Arsenal v Villarreal, Highbury, 7.45: The vision of a Champions League final should be the antidote to any overdose of nostalgia tonight. The first leg of Arsenal's semi-final with Villarreal will be the last European match at Highbury before the move to Ashburton Grove stadium in the summer.
No one will dwell on the past when this evening may bring the club its greatest occasion of all in the tournament.
It is not sentimental to prize a ground where so much success has been achieved, but Arsene Wenger also happens to be in thrall to the old place. "Part of my soul is in the stadium," the manager said lyrically.
He thinks that a high, Premiership tempo can break Villarreal, and he understands, too, that the attempt will be made in an arena that embodies English football's heritage of intimacy.
"It's a bit strange," he said. "When you arrive for the first time at Highbury the stadium is suddenly in front of you and you don't know (how), because on the Continent you see a stadium from three miles away. What I always like in England is that you feel the club belongs to the population who live around there. I like the idea that you can go out the door and go to a football game. That doesn't exist anywhere else."
The architecture has turned into the backdrop of his life. "For me," Wenger explained fondly, "Highbury is the roof and the (pillars) coming down that make it a stadium from another age. And there is the contrast with the pitch. There is nowhere better in the world; the pitch is something special."
That surface has indeed assisted Arsenal, at their best, to produce football futuristic in its speed and sophistication. Captain Thierry Henry even utters a mock-complaint about a sward so true that a forward who has just missed a chance cannot blame the surface. "It's strange," he says of the site of his prolific scoring, "because the pitch is so small compared to others and usually I need some more space to run in, but I found myself happy there."
After tonight's game, Arsenal face a home Premiership fixture with Spurs on Saturday in which the contest for fourth place will continue to be contested before Wenger's side enters the second leg next Tuesday.
There has not been such a spell since April 2004. On that occasion, Arsenal lost an FA Cup semi-final to Manchester United on Saturday, got knocked out of the Champions League by Chelsea on Tuesday and engineered a comeback to overcome Liverpool in the Premiership on Friday. That mixed bag of results gave rise to mixed feelings that Wenger does not wish to see repeated. "It is a good opportunity to show that we have improved," he said of the comparable challenge ahead.

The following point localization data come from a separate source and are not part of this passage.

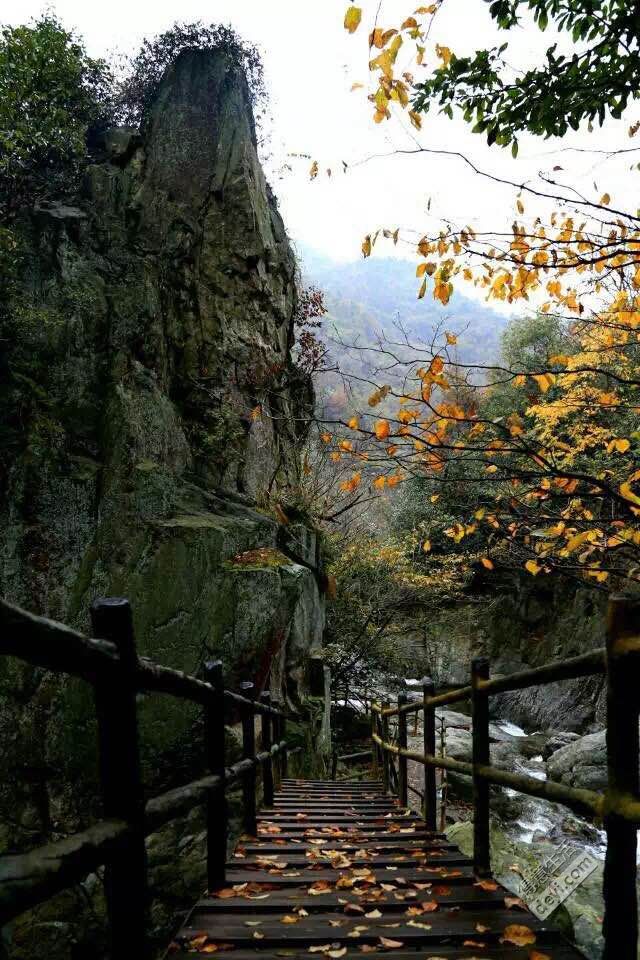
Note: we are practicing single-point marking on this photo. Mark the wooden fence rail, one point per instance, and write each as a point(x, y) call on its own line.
point(109, 662)
point(618, 807)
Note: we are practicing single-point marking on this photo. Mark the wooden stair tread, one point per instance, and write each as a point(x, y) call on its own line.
point(390, 864)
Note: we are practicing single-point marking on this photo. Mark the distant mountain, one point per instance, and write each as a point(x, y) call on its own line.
point(368, 297)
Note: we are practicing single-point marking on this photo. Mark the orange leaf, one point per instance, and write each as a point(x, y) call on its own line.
point(352, 19)
point(382, 429)
point(518, 934)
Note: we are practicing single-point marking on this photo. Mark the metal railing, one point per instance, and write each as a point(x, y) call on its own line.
point(618, 807)
point(109, 662)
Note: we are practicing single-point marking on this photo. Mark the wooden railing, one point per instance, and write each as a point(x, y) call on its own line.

Genuine progress would be remarkable, as Wenger considers that 2003-04 season to be the peak of his career, since the side completed the Premiership programme undefeated. "You feel that there is not much room left any more for improvement," he said. "It's the closest you can get to taking the maximum from the team, because there was not one game where you really missed (out)."
Asked if it would be even more satisfying to win the Champions League, Wenger had a droll reply: "I would love to give you the answer."

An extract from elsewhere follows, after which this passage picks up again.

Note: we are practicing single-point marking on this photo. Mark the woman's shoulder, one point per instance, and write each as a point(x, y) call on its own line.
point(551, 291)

He may get the chance to find out. Though Ashley Cole, who plays for the reserves today, and Sol Campbell are still missing, Cesc Fabregas is fit. The Spanish side are likely to be without the injured centre-backs Gonzalo Rodriguez and Juanma Pena in both legs.
As he did before successes against Real Madrid and Juventus, Wenger shows limited interest in the opposition and is more concerned that his players should be inspired by the first Champions League semi-final in Arsenal's history.
"We just have to be faithful to the game we want to play and not worry too much about nullifying the opposition," he said, refusing to be fixated with Villarreal's playmaker, Juan Roman Riquelme. "We have waited for so long to be where we are so let's just love it, enjoy it and give everything we can to win it."
Wenger was too slow to snap up the particular flat that will be built on the site of the Highbury dug-out, and Henry regrets that, with the stadium redeveloped, he will not be able one day "to go back and sit there and just remember".
If Arsenal play as they can, though, this may be a night that will burn forever in the memories of manager and captain.